Double Edged Safety Razors – Screw You, Big Razorblade

VodkapunditHirsute Hipsters Have Harrowing Habits

Harrowing, that is, if you’re in the business of selling disposable razors:

Procter & Gamble (PG), which rules the category with Mach-3-maker Gillette, said its razor sales are falling in developed markets. This followed yesterday’s announcement by Energizer (ENR) that unit sales of its Schick men’s razors have dropped 10 percent in the past year—a literal decimation.

I’ll tell you what’s really killing them, and that’s $4 razor cartridges. If you’re a kid in your 20s, stuck living at home because of Obamanomics, you’ll save money wherever you can — and there’s a good chance your boss at your McJob doesn’t care if you have stubble or not. The worst part for manufacturers is, how they gonna get those kids back on the cartridge farm, once they’ve seen hairy Par-ee?

I haven’t shaved with a disposable in years, and it was the price (and the promise of a better shave) that chased me away. I used to go through two Fusion cartridges each and every week, for a total annual bill of almost $420 on blades alone. But if you’re willing to take a few extra minutes in the morning, and a few weeks to learn a new skill, you can save a bundle by switching to old-school double edge safety razors.

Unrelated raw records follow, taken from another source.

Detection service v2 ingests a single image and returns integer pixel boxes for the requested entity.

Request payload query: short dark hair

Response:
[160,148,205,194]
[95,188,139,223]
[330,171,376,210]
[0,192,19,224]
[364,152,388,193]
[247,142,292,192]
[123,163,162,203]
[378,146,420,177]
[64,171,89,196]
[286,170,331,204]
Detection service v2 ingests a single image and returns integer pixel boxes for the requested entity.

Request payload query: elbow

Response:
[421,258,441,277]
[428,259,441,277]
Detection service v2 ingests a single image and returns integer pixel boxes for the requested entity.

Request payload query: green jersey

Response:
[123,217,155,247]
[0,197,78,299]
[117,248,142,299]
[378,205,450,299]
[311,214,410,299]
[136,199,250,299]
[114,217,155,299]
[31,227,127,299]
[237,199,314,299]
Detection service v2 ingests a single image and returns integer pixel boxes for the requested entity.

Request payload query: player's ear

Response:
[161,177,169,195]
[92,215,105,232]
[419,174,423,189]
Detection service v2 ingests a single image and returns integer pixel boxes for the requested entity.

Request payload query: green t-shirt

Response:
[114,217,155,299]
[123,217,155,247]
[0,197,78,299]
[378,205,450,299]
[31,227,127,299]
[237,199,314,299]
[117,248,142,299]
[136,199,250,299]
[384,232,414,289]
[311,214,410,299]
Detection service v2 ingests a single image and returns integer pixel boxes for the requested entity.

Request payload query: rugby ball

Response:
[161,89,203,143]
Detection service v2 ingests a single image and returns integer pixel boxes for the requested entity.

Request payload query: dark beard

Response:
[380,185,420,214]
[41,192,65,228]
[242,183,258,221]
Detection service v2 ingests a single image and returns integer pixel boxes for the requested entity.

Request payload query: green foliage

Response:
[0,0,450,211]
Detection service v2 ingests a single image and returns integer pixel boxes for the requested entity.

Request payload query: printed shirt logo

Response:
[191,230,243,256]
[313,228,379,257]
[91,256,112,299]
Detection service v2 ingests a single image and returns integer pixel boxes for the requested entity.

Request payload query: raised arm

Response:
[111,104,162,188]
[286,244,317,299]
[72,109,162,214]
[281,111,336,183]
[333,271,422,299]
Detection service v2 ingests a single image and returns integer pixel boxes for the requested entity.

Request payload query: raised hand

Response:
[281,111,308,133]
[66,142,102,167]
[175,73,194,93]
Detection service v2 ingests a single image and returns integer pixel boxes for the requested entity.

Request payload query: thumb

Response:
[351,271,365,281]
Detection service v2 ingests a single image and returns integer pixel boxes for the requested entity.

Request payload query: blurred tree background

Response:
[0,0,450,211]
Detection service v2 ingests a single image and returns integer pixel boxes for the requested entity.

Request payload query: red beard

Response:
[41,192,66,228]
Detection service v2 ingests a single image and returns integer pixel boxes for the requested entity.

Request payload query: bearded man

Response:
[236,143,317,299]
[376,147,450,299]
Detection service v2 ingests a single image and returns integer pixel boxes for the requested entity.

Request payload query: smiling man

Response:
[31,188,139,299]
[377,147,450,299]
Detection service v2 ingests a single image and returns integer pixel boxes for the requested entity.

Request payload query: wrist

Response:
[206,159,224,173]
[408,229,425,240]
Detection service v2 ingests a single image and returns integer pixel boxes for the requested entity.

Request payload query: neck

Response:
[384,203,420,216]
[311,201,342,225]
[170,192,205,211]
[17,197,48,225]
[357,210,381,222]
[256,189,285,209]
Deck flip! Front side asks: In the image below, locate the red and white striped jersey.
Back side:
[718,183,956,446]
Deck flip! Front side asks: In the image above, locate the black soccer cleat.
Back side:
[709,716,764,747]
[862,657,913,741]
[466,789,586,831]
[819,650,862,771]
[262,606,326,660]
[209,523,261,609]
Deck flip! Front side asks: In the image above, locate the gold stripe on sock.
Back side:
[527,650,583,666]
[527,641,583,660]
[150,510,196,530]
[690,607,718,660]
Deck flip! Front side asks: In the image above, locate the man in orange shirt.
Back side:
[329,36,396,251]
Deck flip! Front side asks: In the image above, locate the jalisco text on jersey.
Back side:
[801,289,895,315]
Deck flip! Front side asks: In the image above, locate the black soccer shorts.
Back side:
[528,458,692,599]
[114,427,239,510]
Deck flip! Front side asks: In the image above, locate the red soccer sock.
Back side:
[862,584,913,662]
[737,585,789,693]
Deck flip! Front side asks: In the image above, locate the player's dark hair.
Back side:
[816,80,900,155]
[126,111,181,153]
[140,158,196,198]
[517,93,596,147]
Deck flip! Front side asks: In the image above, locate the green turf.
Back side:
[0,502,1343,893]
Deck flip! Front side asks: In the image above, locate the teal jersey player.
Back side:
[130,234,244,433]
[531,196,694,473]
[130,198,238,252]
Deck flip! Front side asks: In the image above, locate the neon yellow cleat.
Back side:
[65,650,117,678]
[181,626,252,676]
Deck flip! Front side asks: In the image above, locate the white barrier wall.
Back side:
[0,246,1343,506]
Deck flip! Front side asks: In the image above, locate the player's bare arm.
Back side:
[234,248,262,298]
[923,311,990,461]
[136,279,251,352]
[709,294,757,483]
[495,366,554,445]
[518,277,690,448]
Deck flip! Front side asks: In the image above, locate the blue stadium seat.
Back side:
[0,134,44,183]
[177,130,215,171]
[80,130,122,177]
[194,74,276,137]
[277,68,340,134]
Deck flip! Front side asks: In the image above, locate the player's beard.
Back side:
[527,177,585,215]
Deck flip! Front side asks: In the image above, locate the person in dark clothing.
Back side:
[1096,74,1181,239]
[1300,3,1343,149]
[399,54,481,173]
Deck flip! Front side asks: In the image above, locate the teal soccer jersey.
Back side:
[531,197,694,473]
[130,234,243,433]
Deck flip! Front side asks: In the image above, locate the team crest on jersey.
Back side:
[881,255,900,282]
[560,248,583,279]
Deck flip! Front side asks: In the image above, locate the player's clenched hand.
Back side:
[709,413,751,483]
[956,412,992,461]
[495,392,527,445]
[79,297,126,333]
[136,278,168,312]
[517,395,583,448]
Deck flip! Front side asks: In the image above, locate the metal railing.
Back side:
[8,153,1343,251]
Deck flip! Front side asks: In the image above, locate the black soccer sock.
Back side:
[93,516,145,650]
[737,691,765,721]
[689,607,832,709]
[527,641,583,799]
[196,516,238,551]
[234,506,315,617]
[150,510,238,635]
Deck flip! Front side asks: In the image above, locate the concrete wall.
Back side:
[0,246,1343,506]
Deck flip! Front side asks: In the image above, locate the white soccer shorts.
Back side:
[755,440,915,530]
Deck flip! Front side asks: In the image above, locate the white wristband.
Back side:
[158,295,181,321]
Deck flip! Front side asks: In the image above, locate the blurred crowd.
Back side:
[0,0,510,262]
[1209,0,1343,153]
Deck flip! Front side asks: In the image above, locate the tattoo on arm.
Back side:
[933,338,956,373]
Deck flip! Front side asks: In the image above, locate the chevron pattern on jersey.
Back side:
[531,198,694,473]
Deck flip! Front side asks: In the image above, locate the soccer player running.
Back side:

I switched to a double edge mostly because I thought shaving with a cartridge razor was boring and soulless, but the savings are sweet. (It’s a closer shave, too.)

I bought a Stahly Live Blade at an antique store for five bucks and ordered 100 Persona blades from Amazon for 19 smackers. So a razor and enough blades for years for less than 25 bucks.

Most people who get into double edge and straight razors buy a badger hair brush, soap bar, and mug, which ups the initial investment a bit. I haven’t gotten around to that. One day that would make a swell Father’s Day present. Right now I’m still working through the same can of Barbasol.